Gingrich, like other candidates for the Republican nomination, has a fondness for quoting the Founding Fathers, but he now says that when they wrote "life, liberty and the pursuit of happiness" in the Declaration of Independence, it did not mean what we think it means.

"Happiness in the 18th century meant wisdom and virtue, not hedonism," Gingrich says without a scintilla of embarrassment, even though he, himself, has pursued a fair amount of hedonism in his lifetime.

"And they promised us the right to pursue," Gingrich continues. "There is no provision for a Department of Happiness. They issued no happiness stamps. And if you said that you were going to take happiness from some and distribute it to others, the Founding Fathers would have asked by what right?"

So if we don't have happiness to look forward to, what does Gingrich offer?

Work. Effort. Struggle.

"Work is something you need ," Gingrich says. "I don't think it's inappropriate for a 12- or 13-year-old to push a mop. We have the finest food stamp president in American history. I want to be the finest paycheck president in history.

"We will never give somebody 99 weeks of money for doing nothing!"

The crowd cheers its approval. Imagine people getting unemployment benefits for 99 weeks. For doing nothing! The average weekly unemployment benefit in America in 2010 was about $295, which is hardly a princely sum. But if people faced actual starvation instead of getting food stamps and unemployment insurance, wouldn't this be a better country? As long as you had a job, that is.

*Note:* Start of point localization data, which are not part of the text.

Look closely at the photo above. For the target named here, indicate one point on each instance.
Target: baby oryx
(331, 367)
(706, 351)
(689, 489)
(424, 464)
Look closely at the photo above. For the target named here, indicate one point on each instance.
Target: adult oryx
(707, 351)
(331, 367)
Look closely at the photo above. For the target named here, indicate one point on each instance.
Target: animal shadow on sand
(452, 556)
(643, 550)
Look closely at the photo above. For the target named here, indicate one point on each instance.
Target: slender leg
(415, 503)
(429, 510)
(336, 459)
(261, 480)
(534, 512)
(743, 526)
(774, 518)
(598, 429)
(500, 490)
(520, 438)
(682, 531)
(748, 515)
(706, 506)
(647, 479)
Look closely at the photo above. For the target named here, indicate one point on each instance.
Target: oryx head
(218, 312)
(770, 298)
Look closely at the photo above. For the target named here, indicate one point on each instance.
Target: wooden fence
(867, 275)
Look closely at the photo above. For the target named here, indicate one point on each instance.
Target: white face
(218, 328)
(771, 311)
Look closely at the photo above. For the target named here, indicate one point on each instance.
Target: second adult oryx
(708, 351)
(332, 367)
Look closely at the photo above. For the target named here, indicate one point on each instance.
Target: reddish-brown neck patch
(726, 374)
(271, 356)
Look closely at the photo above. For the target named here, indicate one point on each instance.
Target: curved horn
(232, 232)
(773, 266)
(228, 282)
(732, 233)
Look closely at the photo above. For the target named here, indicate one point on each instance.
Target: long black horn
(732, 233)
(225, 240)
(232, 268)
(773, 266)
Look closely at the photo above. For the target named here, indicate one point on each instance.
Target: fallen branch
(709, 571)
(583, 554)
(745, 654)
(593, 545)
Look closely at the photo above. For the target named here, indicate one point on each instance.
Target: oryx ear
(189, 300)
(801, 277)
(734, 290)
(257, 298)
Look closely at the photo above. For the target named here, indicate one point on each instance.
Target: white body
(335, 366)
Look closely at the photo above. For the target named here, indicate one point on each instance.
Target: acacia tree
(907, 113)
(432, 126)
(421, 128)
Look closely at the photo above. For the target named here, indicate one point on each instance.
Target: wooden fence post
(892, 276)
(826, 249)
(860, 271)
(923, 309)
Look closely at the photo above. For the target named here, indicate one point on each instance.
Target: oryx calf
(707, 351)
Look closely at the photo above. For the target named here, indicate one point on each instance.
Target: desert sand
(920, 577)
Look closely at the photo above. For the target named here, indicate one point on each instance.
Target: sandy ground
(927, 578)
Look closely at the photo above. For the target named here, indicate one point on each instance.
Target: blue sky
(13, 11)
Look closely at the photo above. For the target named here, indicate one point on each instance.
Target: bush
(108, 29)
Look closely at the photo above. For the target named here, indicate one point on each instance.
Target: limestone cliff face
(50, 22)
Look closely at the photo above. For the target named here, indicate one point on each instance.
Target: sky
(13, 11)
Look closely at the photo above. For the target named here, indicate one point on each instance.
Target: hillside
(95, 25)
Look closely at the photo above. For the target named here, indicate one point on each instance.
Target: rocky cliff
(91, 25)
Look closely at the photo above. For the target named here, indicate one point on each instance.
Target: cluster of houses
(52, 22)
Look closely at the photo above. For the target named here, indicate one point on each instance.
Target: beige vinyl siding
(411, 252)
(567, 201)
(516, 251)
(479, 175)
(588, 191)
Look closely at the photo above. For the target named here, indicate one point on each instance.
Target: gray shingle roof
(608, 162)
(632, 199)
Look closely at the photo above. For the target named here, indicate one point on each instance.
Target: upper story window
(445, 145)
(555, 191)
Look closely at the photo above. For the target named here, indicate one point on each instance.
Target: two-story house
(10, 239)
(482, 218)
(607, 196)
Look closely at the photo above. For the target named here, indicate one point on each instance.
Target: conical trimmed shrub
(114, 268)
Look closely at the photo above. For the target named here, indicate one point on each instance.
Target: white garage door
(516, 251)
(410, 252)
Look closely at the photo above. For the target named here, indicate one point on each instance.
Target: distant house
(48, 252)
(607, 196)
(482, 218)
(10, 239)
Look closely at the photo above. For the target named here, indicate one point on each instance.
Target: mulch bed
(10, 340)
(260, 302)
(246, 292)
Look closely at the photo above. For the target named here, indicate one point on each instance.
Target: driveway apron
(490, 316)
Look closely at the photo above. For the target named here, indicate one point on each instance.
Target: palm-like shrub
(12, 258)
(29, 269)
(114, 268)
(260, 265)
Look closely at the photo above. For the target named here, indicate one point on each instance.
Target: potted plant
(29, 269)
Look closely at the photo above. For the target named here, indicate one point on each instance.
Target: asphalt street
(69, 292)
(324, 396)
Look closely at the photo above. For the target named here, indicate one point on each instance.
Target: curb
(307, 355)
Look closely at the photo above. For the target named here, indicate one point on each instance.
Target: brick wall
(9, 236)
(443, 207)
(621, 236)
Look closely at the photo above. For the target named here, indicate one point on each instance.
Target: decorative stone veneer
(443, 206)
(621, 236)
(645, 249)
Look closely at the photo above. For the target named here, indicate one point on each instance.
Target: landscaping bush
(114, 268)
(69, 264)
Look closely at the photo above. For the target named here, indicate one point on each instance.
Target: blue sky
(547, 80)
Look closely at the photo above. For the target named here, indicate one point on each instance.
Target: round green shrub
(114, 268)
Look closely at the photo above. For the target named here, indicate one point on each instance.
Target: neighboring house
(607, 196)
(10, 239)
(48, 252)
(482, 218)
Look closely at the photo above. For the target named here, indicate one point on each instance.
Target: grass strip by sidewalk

There are now three Republican contenders with gold medals: Rick Santorum (Iowa), Mitt Romney (New Hampshire) and Newt Gingrich (South Carolina).

But Gingrich is unworried about Santorum and unworried about Ron Paul, who has yet to win anywhere. Only Mitt has the money and organization to beat him, Gingrich believes, but Romney will fail because Romney's speeches are filled with optimism and other infantile notions.

Americans don't want sunshine, lollipops and rainbows. They want blood, toil, tears and sweat. They want a dependably gloomy man in the Oval Office. They want Newt!

And he believes they will elect him come November.

"It will shock the country," Newt says. "It will shock the world. And shock is what we need."